Ces petites routes m’ont mis en retard, il est 20 heures trente quand j’arrive à l’hôtel à Arras. J’ai parcouru 297 kilomètres aujourd’hui et 2000 mètres de dénivelé au compteur. Un bain bien chaud me met en forme pour dîner et regarder le match à la TV.


 Mercredi 18 Juin Arras-Dunkerque

Ce matin grasse matinée, de toute façon, impossible de sortir de l’hôtel avant six heures. Je commence par me perdre dans Arras, ce qui me permet d’apprécier cette belle ville. Vite retrouvé, je flâne, le ressort est un peu détendu. J’ai déjà la tête à Bordeaux-Paris de Samedi. Je n’ai pas trop mal aux jambes, ayant ménagé la bête depuis le début. Pointage dans une boulangerie d’Hazebrouck ; le facteur en vélo inspecte mon vélo en connaisseur. Il a vu ma plaque et renseigne la boulangère. C’est un cyclo local. Ce qui l’intrigue, c’est que mon vélo n’a pas de marque. Je lui explique que c’est un vélo fabriqué par un artisan. Satisfait par ma réponse nous allons boire un café à l’estaminet d’en face, où surprise, le café vaut un euro !

Je quitte mon compagnon à regret, il faut que je termine mon étape vers midi. Je cafouille un peu pour trouver la route de Cassel. Je suis démotivé. Le vent d’Ouest n’est pas trop méchant, les côtes n’ont plus.

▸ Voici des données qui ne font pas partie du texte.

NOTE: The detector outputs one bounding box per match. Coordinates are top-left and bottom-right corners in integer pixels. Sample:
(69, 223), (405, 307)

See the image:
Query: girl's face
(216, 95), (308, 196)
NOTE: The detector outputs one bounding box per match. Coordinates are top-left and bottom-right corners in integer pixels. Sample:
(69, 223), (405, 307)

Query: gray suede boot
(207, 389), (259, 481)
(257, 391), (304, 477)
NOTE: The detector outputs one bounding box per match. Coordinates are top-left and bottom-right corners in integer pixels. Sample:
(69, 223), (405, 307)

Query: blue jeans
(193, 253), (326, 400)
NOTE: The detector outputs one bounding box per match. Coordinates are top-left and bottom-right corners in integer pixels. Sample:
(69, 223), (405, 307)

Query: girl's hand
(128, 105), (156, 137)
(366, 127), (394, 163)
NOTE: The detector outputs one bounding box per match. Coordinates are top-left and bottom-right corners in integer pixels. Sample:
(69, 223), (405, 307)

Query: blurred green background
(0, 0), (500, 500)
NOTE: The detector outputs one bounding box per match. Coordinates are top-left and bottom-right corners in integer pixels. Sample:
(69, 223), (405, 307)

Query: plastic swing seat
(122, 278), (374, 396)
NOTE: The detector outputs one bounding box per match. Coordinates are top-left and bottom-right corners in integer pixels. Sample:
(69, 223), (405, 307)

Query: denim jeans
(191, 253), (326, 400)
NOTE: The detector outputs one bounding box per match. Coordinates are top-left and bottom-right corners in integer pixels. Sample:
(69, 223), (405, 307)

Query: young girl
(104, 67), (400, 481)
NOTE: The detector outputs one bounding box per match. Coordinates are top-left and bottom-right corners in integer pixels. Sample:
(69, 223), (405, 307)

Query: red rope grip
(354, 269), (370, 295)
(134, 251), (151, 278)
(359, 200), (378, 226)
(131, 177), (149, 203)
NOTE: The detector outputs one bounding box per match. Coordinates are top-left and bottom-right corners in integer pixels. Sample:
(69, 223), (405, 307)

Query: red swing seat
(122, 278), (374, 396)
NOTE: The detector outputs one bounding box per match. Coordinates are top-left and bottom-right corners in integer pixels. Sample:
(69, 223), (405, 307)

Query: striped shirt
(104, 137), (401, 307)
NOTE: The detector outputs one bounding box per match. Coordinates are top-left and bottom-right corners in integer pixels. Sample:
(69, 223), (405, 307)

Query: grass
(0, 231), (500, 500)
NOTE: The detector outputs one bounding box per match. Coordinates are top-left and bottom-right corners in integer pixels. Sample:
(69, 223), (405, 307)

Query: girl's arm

Le rituel de la carte postale d’arrivée se situe à Bergues. Il fait très beau. Par la D72 je remonte sur Dunkerque. L’aventure se termine. Je retrouve l’accueil agréable du commissariat. Je me change. Il est 12 heures 15.

L’heure d’aller manger.

D’aller manger autre chose qu’un beefteak-frites. Je négocie pied à pied avec le serveur rigolard d’une brasserie autre chose que des frites avec ce qu’il veut ! j’obtiens primo une mousse, deuxio, de la joue de boeuf avec des nouilles. Elle est pas belle la vie !

Dans le train, je suspens mon vélo à l’endroit prévu à cet effet. J’effectue le trajet gare du Nord - gare d’Austerlitz sur mon fier destrier, ce qui s’apparente davantage à un parcours du combattant qu’à la traversée d’une belle campagne. On comprend mieux après, l’attitude féroce et agressive des parisiens lâchés dans la nature.


 Epilogue

Je redoutais cette diagonale. Dans l’autre sens, en 2002 dans des conditions de chaleur épouvantable et sur un itinéraire direct, beaucoup plus montagneux et exigeant, nous avions Annie Chenet et moi, bataillé ferme et utilisé tout le délai pour venir à bout de cette descente. Nous étions arrivés très fatigués.

Il est vrai également que les courtes étapes de montagne placées au début fatiguent moins que les mêmes enfilées le troisième et le quatrième jour.
Il en est sûrement de même pour Dunkerque-Menton.